Live methylation calling
Nanopolish operates on the raw signal data produced by Oxford Nanopore’s sequencers. This requires us to keep track of the signal data for each basecalled read, in a step we call nanopolish index
. The index makes a map from read name to FAST5 file, for the entire sequencing run. A typical workflow is merging the run’s FASTQ files together, mapping the reads to a reference genome, building the index then calling methylation, or polishing a genome. Recently we wanted to see how far we could streamline this workflow and came up with a new nanopolish feature - live methylation calling. In this mode, you can point nanopolish at the run directory for a live sequencing run and it will automatically detect the data as it is produced, align it to a reference genome with minimap2 and call methylation, without any configuration or intervention by the user. For example if your PromethION is writing to /mounts/nanopore/run_20200303/
, all you have to do is:
nanopolish call-methylation -g reference_genome.fasta -t 8 --watch /mounts/nanopore/run_20200303/
This command will write out methylation calls for each fast5/fastq pair that it detects (note: live basecalling must be running).
This mode supports multi-threading (-t
) but to keep up with high throughput runs you might want to point multiple processes against the same sequencing directory. You can do this with the --watch-process-index
/--watch-process-count
options. These options tell each process to call methylation for a subset of files. For example if you run these commands on four separate hosts, you can parallelize beyond a single machine:
{hpc-node-a}~> nanopolish call-methylation -g reference_genome.fasta -t 8 --watch /mounts/nanopore/run_20200303/ --watch-process-index 0 --watch-process-count 4
{hpc-node-b}~> nanopolish call-methylation -g reference_genome.fasta -t 8 --watch /mounts/nanopore/run_20200303/ --watch-process-index 1 --watch-process-count 4
{hpc-node-c}~> nanopolish call-methylation -g reference_genome.fasta -t 8 --watch /mounts/nanopore/run_20200303/ --watch-process-index 2 --watch-process-count 4
{hpc-node-d}~> nanopolish call-methylation -g reference_genome.fasta -t 8 --watch /mounts/nanopore/run_20200303/ --watch-process-index 3 --watch-process-count 4
Running across independent hosts is recommended as it helps avoid the global lock in libhdf5, as each process will have its own copy of the library.

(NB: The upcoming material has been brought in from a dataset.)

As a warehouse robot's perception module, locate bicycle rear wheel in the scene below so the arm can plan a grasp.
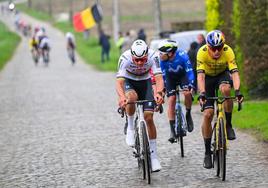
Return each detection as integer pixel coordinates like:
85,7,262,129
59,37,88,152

As a bonus, you can provide the --watch-write-bam
option to save the minimap2 alignments to disk, saving you the step of having to map your data after the run completes. Thanks to Heng Li for libminimap2, which made it easy to integrate mapping into nanopolish.
Also in v0.12 is a fixed threshold for methylation calling in CpG dense regions (see issue here) and a new VCF INFO tag which contains strand bias metrics for each variant call (see here). Strand bias metrics are very effective at filtering out low quality variant calls, as Tim Gilpatrick and Winston Timp found. We’ve also lowered the default methylation calling log-likelihood ratio threshold from 2.5 to 2.0, as after extensive testing and feedback we determined a threshold of 2.5 is overly conservative. This will increase the proportion of sites that can be called. Finally, reads with mapping quality less than 20 are no longer used for methylation calling.